Передовиком быть, конечно, никому не улыбается; но и отставать ни к чему. Что ж, они, в самом деле, отсталые какие-то? Все меняется вокруг, надо ж понимать.
– А что меняется? – ожесточенно кричала на собрании Зоя Глебова, мужской мастер, наступая на заведующую. – Может, к лучшему что-нибудь меняется? Сахар по талонам стали продавать – вот тебе и перемены!
– При чем тут сахар? – вступилась за Римму Григорьевну молоденькая маникюрша Таня.

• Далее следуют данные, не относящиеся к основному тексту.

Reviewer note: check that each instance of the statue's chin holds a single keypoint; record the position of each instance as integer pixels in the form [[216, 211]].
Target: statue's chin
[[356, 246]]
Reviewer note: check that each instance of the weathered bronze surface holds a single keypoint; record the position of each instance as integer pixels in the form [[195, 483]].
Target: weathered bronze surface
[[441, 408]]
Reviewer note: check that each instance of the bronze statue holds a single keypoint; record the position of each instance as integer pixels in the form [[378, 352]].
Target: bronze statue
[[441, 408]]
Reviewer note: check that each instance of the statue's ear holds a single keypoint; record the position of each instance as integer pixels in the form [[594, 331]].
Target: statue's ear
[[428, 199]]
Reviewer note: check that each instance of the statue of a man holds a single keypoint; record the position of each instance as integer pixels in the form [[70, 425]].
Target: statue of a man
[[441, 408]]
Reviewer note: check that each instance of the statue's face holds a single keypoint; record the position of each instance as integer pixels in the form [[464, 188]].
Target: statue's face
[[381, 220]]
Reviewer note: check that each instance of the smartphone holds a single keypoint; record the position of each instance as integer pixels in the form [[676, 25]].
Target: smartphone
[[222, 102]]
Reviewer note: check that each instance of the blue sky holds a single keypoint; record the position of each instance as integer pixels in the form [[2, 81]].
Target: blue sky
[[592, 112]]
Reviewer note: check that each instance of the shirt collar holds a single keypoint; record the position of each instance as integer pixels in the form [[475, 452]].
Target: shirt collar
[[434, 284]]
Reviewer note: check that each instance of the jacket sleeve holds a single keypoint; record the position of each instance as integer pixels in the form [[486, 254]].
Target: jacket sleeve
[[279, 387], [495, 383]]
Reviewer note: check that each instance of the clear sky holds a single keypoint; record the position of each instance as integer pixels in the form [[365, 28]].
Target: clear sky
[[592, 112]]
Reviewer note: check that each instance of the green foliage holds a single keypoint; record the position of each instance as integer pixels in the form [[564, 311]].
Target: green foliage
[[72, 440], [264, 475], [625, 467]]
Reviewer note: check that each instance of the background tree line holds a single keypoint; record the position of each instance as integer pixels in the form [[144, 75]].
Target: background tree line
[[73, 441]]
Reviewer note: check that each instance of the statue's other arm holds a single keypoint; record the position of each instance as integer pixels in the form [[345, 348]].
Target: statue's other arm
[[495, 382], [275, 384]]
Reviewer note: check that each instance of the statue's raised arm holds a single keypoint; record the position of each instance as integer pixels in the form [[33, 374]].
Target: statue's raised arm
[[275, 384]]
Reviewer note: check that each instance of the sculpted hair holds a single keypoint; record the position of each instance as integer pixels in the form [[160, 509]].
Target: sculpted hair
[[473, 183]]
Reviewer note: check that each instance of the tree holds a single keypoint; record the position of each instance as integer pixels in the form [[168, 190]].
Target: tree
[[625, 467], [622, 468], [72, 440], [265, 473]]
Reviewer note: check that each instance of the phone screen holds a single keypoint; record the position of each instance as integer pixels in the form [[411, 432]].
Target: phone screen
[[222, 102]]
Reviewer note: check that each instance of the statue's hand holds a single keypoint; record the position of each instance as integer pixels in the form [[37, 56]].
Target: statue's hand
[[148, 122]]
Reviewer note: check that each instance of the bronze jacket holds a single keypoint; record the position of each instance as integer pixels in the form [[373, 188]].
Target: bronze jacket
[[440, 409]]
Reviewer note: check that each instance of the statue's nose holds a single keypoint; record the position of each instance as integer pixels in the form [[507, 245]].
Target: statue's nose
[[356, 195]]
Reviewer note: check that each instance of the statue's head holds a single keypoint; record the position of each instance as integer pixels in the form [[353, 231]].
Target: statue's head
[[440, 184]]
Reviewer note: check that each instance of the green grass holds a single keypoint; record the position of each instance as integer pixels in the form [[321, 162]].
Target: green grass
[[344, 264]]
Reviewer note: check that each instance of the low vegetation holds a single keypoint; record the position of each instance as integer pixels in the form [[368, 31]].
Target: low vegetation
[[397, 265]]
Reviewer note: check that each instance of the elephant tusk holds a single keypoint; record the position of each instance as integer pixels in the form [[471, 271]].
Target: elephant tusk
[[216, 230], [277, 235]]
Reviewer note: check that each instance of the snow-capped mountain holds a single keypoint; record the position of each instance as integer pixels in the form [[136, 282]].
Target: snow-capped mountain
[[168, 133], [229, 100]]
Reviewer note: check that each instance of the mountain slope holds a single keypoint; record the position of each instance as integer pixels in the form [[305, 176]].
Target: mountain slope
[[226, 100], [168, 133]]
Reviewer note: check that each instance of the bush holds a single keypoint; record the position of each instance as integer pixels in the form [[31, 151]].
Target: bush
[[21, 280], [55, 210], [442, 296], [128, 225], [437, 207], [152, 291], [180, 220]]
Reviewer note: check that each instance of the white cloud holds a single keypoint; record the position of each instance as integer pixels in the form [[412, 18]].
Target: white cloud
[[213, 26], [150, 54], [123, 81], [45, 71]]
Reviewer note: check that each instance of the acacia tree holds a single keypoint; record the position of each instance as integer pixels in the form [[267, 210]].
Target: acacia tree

– А при том, – повернулась к ней Зойка. – Ты еще ничего не понимаешь, мало на свете прожила.
Словом, как всегда, не собрание, а базар. Большинством голосов в конце концов все же решили: на подряд не переходить, изучить пока чужой опыт. И хоть Римма Григорьевна, стараясь перекричать визгливую Зойку, объясняла, что «чужого опыта пока нет, негде его изучать» и что «должен же кто-то начать первым», решили не переходить.
– А кто нас заставит? – кричала Зойки. – Нынче демократия!
– А говоришь, не меняется ничего, – устало сказала Римма Григорьевна, но Зойка, похоже, ее не поняла.
Теперь все почти зовут ее Риммой Григорьевной, с тех пор как стала заведующей, а то все Римма да Римма. В парикмахерской до седых волос ходишь в молодых, так уж заведено: Нина, Люся, Зойка… Ведь уже не девчонки, всем к сорока. А когда отпевали Люсю, старухи в церкви ахали у гроба: «Господи, молодая-то какая!»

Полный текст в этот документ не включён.